Democrats’ allegations that extremists on the right would hold a Romney presidency hostage, however, are supported by at least one prominent GOP figure: Fred Karger, a gay Republican who is on the presidential primary ballots in California and Utah.

By backing a constitutional amendment to define marriage as a one woman, one man institution, Karger told TheDC, Romney “capitulates” and “caves into pressure from the far right.”

Romney’s marriage policy, though, is mainstream and has already been bolstered by ballot victories in 30 states, including a decisive victory this month in North Carolina.

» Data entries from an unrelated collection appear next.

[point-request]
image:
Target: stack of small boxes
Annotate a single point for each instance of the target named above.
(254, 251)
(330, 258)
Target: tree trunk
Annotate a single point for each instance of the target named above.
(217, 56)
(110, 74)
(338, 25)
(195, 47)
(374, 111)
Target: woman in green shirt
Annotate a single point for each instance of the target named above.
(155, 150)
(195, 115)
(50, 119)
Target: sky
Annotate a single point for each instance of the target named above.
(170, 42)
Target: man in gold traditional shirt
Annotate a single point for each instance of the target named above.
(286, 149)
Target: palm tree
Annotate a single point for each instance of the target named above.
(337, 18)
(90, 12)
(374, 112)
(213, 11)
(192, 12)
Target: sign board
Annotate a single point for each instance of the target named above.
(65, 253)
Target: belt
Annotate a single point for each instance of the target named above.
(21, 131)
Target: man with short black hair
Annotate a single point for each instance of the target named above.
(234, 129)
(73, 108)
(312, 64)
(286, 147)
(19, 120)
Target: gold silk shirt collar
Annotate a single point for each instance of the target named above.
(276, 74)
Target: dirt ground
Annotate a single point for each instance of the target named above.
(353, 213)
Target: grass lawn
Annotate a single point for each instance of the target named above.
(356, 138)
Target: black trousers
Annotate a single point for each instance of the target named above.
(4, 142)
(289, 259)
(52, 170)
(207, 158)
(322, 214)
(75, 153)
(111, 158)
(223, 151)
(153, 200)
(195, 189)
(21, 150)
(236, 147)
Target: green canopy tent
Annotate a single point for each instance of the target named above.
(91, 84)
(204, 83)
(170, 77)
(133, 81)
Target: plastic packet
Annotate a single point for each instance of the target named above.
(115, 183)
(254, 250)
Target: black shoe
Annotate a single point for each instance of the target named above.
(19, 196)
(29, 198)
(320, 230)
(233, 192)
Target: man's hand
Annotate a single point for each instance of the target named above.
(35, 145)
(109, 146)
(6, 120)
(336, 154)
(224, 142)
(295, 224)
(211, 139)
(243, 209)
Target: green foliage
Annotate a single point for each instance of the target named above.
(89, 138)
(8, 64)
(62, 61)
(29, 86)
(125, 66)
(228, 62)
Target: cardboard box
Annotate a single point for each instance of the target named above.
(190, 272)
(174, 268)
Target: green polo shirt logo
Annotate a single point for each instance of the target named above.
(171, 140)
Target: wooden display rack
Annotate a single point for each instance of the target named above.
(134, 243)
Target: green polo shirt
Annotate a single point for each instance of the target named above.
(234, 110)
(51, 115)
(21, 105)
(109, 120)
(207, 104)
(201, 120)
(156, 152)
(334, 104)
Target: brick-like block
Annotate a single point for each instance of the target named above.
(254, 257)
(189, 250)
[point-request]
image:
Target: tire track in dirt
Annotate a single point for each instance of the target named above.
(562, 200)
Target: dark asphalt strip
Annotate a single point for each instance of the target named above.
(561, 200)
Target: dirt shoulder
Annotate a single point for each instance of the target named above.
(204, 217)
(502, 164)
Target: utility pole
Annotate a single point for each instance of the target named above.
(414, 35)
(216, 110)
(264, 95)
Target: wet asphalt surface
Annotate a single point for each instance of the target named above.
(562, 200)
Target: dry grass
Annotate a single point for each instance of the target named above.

Karger has released a video portraying Romney as Pee Wee Herman — a high-voiced weakling from a 1980s kids’ show — and calling him “weak and indecisive.”

The video focused on Romney’s inaction when Richard Grenell, an outspoken advocate of single-sex marriage, stepped back from a job with Romney’s campaign amid criticism from social conservatives.  The video questioned how Romney would have the courage to stand up to foreign despots if he did not fight back against criticism from inside his own party.